Using Impersonation with Transport Security

This article is now a part of the Windows SDK.

Impersonation and delegation are remote security concepts that really seem to throw people for a loop. That may be because every single networking implementation seems to treat them differently. Transport security is no exception, and this article covers the unique characteristics you need to know. Configuring impersonation in the service and picking certificates is exactly the same between transport and message security so those topics aren't included here.

Using Impersonation with Transport Security

Impersonation is the ability of a server application to take on the identity of the client.  It is common for services to use impersonation when validating access to resources.  The server application runs using a service account, but when the server accepts a client connection, it impersonates the client so that access checks are performed using the client's credentials.  Transport security is a mechanism both for passing credentials and securing communication using those credentials.  This document describes using transport security in Windows Communication Foundation (WCF) with the impersonation feature.


There are five levels of impersonation that are used with transport security.

Impersonation Level



The server application does not attempt to impersonate the client.


The server application can perform access checks against the client's credentials, but does not receive any information about the client's identity.  This impersonation level is only meaningful for on-machine communication, such as named pipes.  Using Anonymous with a remote connection promotes the impersonation level to Identify.


The server application knows about the client's identity and can perform access validation against the client's credentials, but cannot impersonate the client.  Identify is the default impersonation level used with SSPI credentials in WCF unless the token provider provides a different impersonation level.


The server application can access resources on the server machine as the client in addition to performing access checks.  The server application cannot access resources on remote machines using the client's identity because the impersonated token does not have network credentials.


In addition to having the power of Impersonate, the server application can access resources on remote machines using the client's identity and pass the identity to other applications.  The server domain account must be marked as trusted for delegation on the domain controller to use these additional powers.  This level of impersonation cannot be used with client domain accounts marked as sensitive.

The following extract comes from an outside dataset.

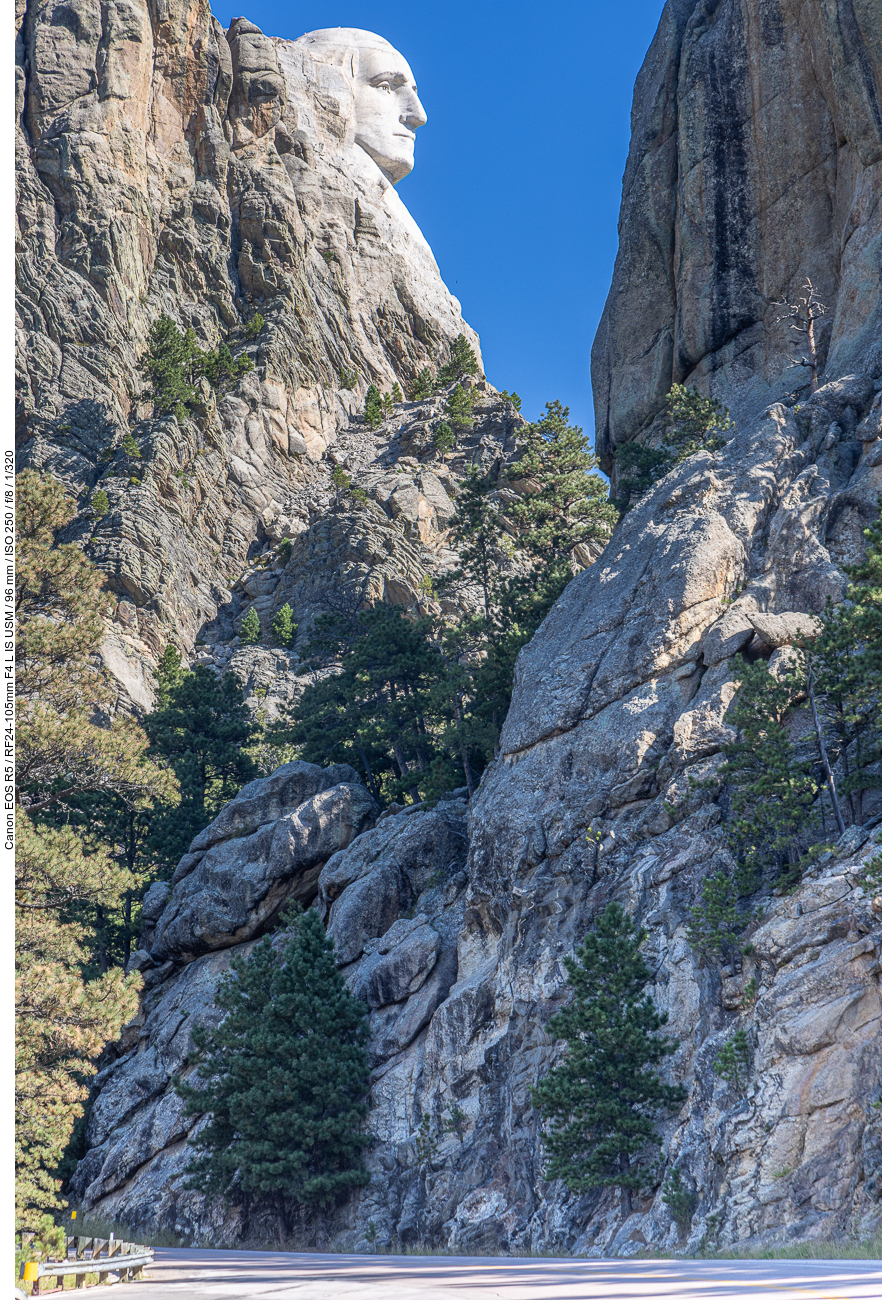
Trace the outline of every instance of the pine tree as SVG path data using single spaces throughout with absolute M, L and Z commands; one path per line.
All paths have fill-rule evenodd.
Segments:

The impersonation levels most commonly used with transport security are Identify and Impersonate.  The None and Anonymous impersonation levels are not recommended for typical use and many transports do not support using those levels with authentication.  The Delegate impersonation level is a powerful feature that should be used with care.  Only trusted server applications should be given the permission to delegate credentials.

Using impersonation at the Impersonate or Delegate levels requires the server application to have the SeImpersonatePrivilege privilege.  An application has this privilege by default if it is running on an account in the Administrators group or on an account with a Service SID (Network Service, Local Service, or Local System).  Impersonation does not require mutual authentication of the client and server.  Some authentication schemes that support impersonation, such as NTLM, cannot be used with mutual authentication.

Transport Specific Issues with Impersonation

The choice of a transport in WCF affects the possible choices for impersonation.  This document covers the standard HTTP, TCP, and named pipe transports in WCF.  Custom transports have their own restrictions on support for impersonation.

The named pipe transport is only intended for use on the local machine.  Named pipes in WCF explicitly disallow cross-machine connections.  Named pipes cannot be used with impersonation levels Impersonate or Delegate.  The named pipe cannot enforce the on-machine guarantee at these impersonation levels.

The HTTP transport supports several schemes for authentication, see the HTTP Authentication document for more details.  The supported level of impersonation varies depending on the authentication scheme.  The Anonymous authentication scheme ignores impersonation.  The Basic authentication scheme only supports the Delegate impersonation level.  All lower impersonation levels will be upgraded.  The Digest authentication scheme only supports the Impersonate and Delegate impersonation levels.   The Ntlm authentication scheme, either directly or through Negotiate, cannot be used with the Delegate impersonation level except on the local machine.  The Negotiate authentication scheme leading to Kerberos can be used with any supported impersonation level.